Oleh: Anwar Husen
Tinggal di Tidore
_______
Lebih dari sekadar malam tanpa bintang, kegelapan hati tanpa ilmu pengetahuan adalah yang paling menyesakkan.
BUTUH waktu, usaha, dan kadang harus menghadapi risiko yang tidak nyaman untuk menemukan kebenaran yang tepat dan rasional. Proses ini memerlukan ketekunan dan keberanian untuk menghadapi tantangan.
Selama lebih dari tiga tahun, saya berusaha menyampaikan pikiran ini dengan berbagai cara. Saya mengingatkan orang-orang di sekitar saya, mencurahkan pemikiran dalam bentuk tulisan di media sosial, serta menyiapkannya menjadi buku yang didonasikan agar dapat dijangkau oleh orang lain. Selain itu, diskusi dengan komunitas di masjid juga menjadi ajang untuk bertukar perspektif, meski terkadang hal ini berujung pada pemikiran yang sama.
Tema yang sering saya angkat adalah kebisingan pengeras suara di masjid. Ini bukan sekadar keluhan pribadi; banyak jamaah yang merasa terganggu dengan volume pengajian yang terlalu keras, terutama saat menyaksikan teman dan tetangga berjuang dalam kesunyian dan ketenangan. Diskusi ini menggambarkan keresahan yang mendalam, menyentuh sisi kemanusiaan kita dalam menjaga ketenangan bersama.
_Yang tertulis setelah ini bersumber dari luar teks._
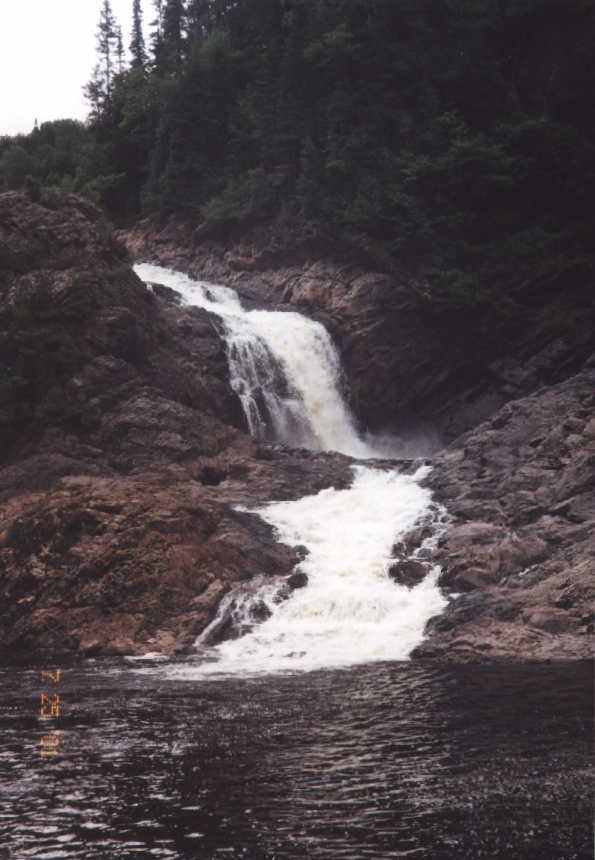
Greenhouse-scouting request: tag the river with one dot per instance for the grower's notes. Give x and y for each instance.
(311, 735)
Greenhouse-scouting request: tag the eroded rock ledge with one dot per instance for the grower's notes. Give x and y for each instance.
(415, 357)
(118, 532)
(521, 550)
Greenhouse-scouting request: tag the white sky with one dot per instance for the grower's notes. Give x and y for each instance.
(47, 54)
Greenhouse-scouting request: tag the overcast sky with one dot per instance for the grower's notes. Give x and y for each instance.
(47, 54)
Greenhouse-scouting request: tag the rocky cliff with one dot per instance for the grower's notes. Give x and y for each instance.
(124, 449)
(415, 357)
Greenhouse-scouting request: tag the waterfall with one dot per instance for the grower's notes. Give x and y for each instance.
(283, 366)
(287, 375)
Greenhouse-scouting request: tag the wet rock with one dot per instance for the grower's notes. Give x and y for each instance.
(527, 570)
(408, 573)
(297, 580)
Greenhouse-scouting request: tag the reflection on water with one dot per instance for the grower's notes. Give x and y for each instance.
(382, 761)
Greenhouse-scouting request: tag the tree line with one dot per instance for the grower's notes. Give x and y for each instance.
(457, 134)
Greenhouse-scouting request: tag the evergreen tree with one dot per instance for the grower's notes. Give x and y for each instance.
(157, 37)
(137, 44)
(173, 33)
(120, 60)
(98, 91)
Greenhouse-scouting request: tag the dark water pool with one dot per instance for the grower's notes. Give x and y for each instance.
(382, 761)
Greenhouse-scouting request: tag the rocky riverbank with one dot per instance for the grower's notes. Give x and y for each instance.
(417, 360)
(124, 448)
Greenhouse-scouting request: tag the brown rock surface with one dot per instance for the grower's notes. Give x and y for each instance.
(413, 357)
(521, 550)
(123, 453)
(117, 527)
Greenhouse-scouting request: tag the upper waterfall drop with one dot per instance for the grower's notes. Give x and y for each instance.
(283, 366)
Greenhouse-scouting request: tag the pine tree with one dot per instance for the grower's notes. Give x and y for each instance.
(157, 36)
(121, 62)
(173, 32)
(99, 89)
(137, 44)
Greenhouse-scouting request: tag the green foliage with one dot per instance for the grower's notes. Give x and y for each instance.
(454, 132)
(40, 350)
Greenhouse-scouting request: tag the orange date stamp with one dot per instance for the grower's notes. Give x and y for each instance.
(50, 706)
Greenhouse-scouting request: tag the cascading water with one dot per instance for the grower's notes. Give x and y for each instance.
(283, 366)
(287, 375)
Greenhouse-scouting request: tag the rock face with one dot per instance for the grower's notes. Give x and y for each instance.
(521, 550)
(413, 357)
(123, 450)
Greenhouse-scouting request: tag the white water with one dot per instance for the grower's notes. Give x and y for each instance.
(287, 374)
(283, 366)
(351, 611)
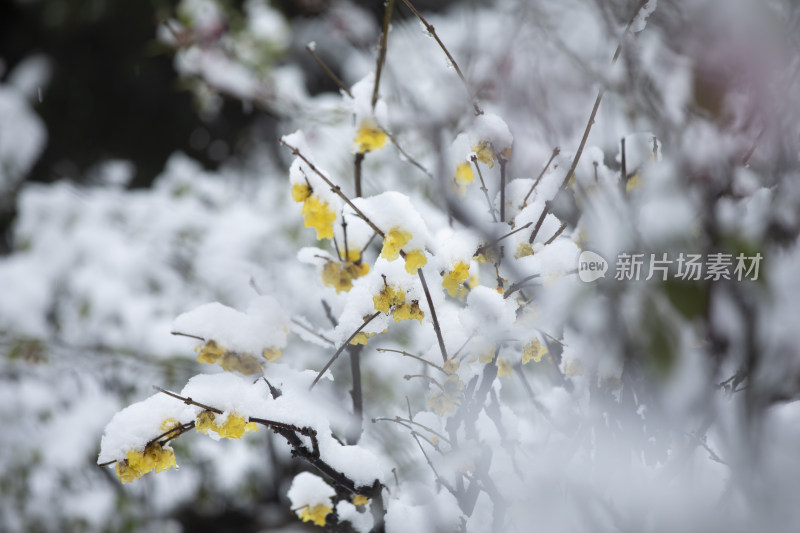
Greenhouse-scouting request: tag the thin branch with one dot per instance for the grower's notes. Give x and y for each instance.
(518, 284)
(334, 188)
(418, 358)
(188, 401)
(474, 160)
(432, 31)
(557, 233)
(405, 422)
(405, 154)
(178, 333)
(387, 17)
(435, 320)
(586, 131)
(329, 315)
(356, 393)
(503, 163)
(328, 71)
(429, 379)
(341, 348)
(307, 329)
(556, 151)
(359, 158)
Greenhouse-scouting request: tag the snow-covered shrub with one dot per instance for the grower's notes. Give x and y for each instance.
(550, 284)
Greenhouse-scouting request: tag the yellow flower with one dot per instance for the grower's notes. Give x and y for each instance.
(573, 368)
(408, 312)
(354, 255)
(634, 182)
(524, 249)
(341, 275)
(454, 279)
(387, 298)
(503, 368)
(369, 136)
(233, 427)
(487, 254)
(300, 191)
(442, 404)
(533, 351)
(451, 366)
(358, 499)
(319, 215)
(415, 259)
(484, 153)
(394, 242)
(209, 352)
(487, 356)
(240, 362)
(271, 354)
(136, 463)
(464, 174)
(314, 514)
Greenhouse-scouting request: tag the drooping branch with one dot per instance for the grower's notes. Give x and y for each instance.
(432, 32)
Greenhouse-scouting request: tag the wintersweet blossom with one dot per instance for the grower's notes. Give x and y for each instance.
(359, 499)
(533, 351)
(369, 136)
(361, 338)
(464, 174)
(453, 280)
(503, 368)
(484, 153)
(211, 352)
(318, 215)
(387, 298)
(523, 250)
(136, 463)
(415, 259)
(233, 427)
(316, 514)
(300, 192)
(340, 275)
(408, 311)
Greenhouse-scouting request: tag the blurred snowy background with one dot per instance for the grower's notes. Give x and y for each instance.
(140, 176)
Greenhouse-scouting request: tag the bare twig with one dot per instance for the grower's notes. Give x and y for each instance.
(387, 17)
(474, 160)
(435, 320)
(305, 328)
(586, 131)
(556, 151)
(341, 348)
(418, 358)
(328, 71)
(432, 31)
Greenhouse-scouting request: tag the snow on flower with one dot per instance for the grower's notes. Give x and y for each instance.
(311, 498)
(232, 337)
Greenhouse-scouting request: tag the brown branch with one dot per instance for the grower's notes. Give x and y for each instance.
(418, 358)
(474, 160)
(556, 151)
(435, 320)
(586, 131)
(387, 17)
(334, 188)
(341, 348)
(328, 71)
(432, 31)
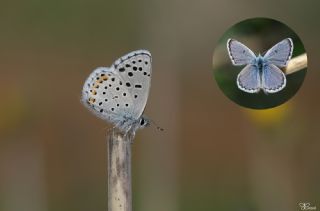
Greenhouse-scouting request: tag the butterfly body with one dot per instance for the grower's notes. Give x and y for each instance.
(260, 72)
(118, 94)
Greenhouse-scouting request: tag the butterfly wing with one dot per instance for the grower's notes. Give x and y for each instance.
(280, 53)
(248, 79)
(239, 53)
(135, 71)
(105, 94)
(273, 79)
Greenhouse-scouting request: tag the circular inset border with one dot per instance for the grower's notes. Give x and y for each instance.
(259, 35)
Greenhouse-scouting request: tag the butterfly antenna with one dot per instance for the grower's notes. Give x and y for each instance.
(156, 125)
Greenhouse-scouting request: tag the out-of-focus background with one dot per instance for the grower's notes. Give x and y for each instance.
(213, 154)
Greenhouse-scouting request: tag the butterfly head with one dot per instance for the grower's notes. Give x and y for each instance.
(144, 122)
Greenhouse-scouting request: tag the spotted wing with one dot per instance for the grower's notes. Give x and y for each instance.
(248, 79)
(135, 71)
(106, 95)
(280, 53)
(239, 53)
(273, 79)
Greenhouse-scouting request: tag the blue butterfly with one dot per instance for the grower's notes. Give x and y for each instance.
(261, 72)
Masalah Kebisingan di Sekitar Masjid
Kebisingan dari pengeras suara masjid mungkin sering dianggap sepele, namun dampaknya jauh lebih besar dari yang kita bayangkan. Suara yang terlalu keras tidak hanya mengganggu kenyamanan, tetapi juga dapat memengaruhi kesehatan mental dan emosional warga sekitar. Hal ini menjadi perdebatan yang terus berlangsung di antara jamaah, antara mereka yang percaya bahwa volume tinggi adalah bagian dari ibadah dan mereka yang menginginkan ketenangan.
Data menunjukkan bahwa paparan suara terus-menerus dapat berdampak negatif pada kesehatan. Misalnya, stres dan gangguan tidur adalah beberapa efek samping yang dialami oleh orang-orang yang tinggal berdekatan dengan masjid yang menggunakan pengeras suara secara berlebihan. Seorang teman yang tinggal dekat masjid bercerita tentang malam-malam tanpa tidur, saat lantunan ayat-ayat Al-Qur’an berpadu dengan kebisingan yang tak terhindarkan. Ini bukan masalah sederhana, melainkan masalah kemanusiaan yang perlu diselesaikan dengan pendekatan yang bijaksana.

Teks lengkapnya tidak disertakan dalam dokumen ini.